Жалея своего сына, который потерял в столице аппетит, Мария Ивановна тем не менее очень быстро привлекла его к поддержке своих финансовых забот. Она не уплатила налоги и была должна деньги за половину своей земли. Она не знала, чем платить за образование дочерей. Гоголь выслушивал ее сетования со смешанным чувством грусти и раздражения. Может быть, настанет день, когда он будет зарабатывать достаточно, чтобы финансово поддерживать всю свою семью. Но что делать здесь и сейчас? Обязательно нужно было убедить книготорговцев купить второе издание «Вечеров на хуторе…»

«Много из местных помещиков посылало в Москву и в Петербург, нигде не могли достать ни одного экземпляра! – сообщает он Погодину. Что это за глупый народ книгопродавцы! Неужели они не видят всеобщих требований? Я готов уступить за 3000 р., если не будут давать более.
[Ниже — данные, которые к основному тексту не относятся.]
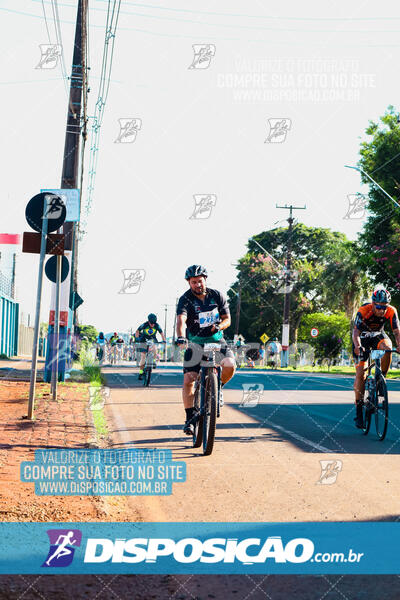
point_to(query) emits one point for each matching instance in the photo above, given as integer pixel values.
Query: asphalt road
(266, 460)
Ведь это приходится менее по три рубли за экземпляр, а продавать по 15 р., итого 12 р. барыша на книжке. Пусть они вдруг продадут только 200 экземпляров, то вырученная сумма за эти экземпляры уже вдруг окупит издержки. Остальное 1000 экземпл. В течение года или двух, верно, разойдутся, особливо когда еще выйдет новое детище. Теперь я бы взял от них только 15 000 р., потому что мне они очень нужны, а остальных я бы мог подождать месяца два или три…»[88]

 

Обращаясь к Погодину с просьбой довести эту сделку до благополучного конца, Гоголь не питал особых надежд к тому, чтобы увидеть ее завершенной в ближайшие дни. Он займется этим вплотную, вернувшись в Санкт-Петербург. А сейчас единственное, чего он хочет, – это отдохнуть и развеяться в кругу семьи. Он вставал поздно, читал, прогуливался по саду, потом, охваченный внезапной энергией, надевал белый фартук, хватал кисть и горшочки с красками, перекрашивал столовую, гостиную, украшал цоколи и дверные рамы маленькими букетиками и другими безделками.[89] Он также виделся с соседями, расспрашивал крестьян, искал новые сюжеты для рассказов, в духе «Страшной мести» или «Ивана Федоровича Шпонки и его тетушки». Дорожный блокнот его полнился заметками, новыми впечатлениями, схемами, планами… Он доверялся и важничал перед матерью, которая была очень горда его первыми успехами. Она знала наизусть рассказы из «Вечеров на хуторе…» Он же улыбался с чувством превосходства, говорил, что это, мол, ничего особенного, что в скором времени можно будет видеть, на что он способен. Он охотно говорил о своих дружеских связях с наиболее выдающимися именами русской литературы – Пушкиным, Жуковским, Крыловым, но также с князьями, генералами, знатными дамами, министрами. Например, он ручался, что определит своих сестер, Анну и Елизавету, воспитанницами в Смольный институт и что это ничего не будет ему стоить. Прекрасное образование и ощутимая экономия. Мария Ивановна едва не подпрыгнула от радости. Было решено, что обе девочки уедут в Санкт-Петербург вместе с братом. Но детям нужна горничная. Какая жалость, что Яким не женат! Однако еще не поздно устранить это положение вещей. Спросив мнения сына, Мария Ивановна позвала Якима и без обиняков предложила ему жениться на одной из своих служанок, Матрене, которую она выбрала намеренно – за ее трудолюбие, любовь к порядку и чистоте. Конечно, она не хочет принуждать его к этой женитьбе, сказала она тоном, не допускающим возражений; она только хочет знать его мнение на этот счет. Под сверлящим взглядом хозяйки Яким, смущенно улыбаясь и переминаясь с ноги на ногу, пробормотал: «Мне это все равно-с, а это как вам угодно…»[90] Придя в восторг от такого взаимопонимания, Мария Ивановна приказала подготовить все к свадьбе. Яким обрел нежеланную супругу, а девочки – заплаканную горничную.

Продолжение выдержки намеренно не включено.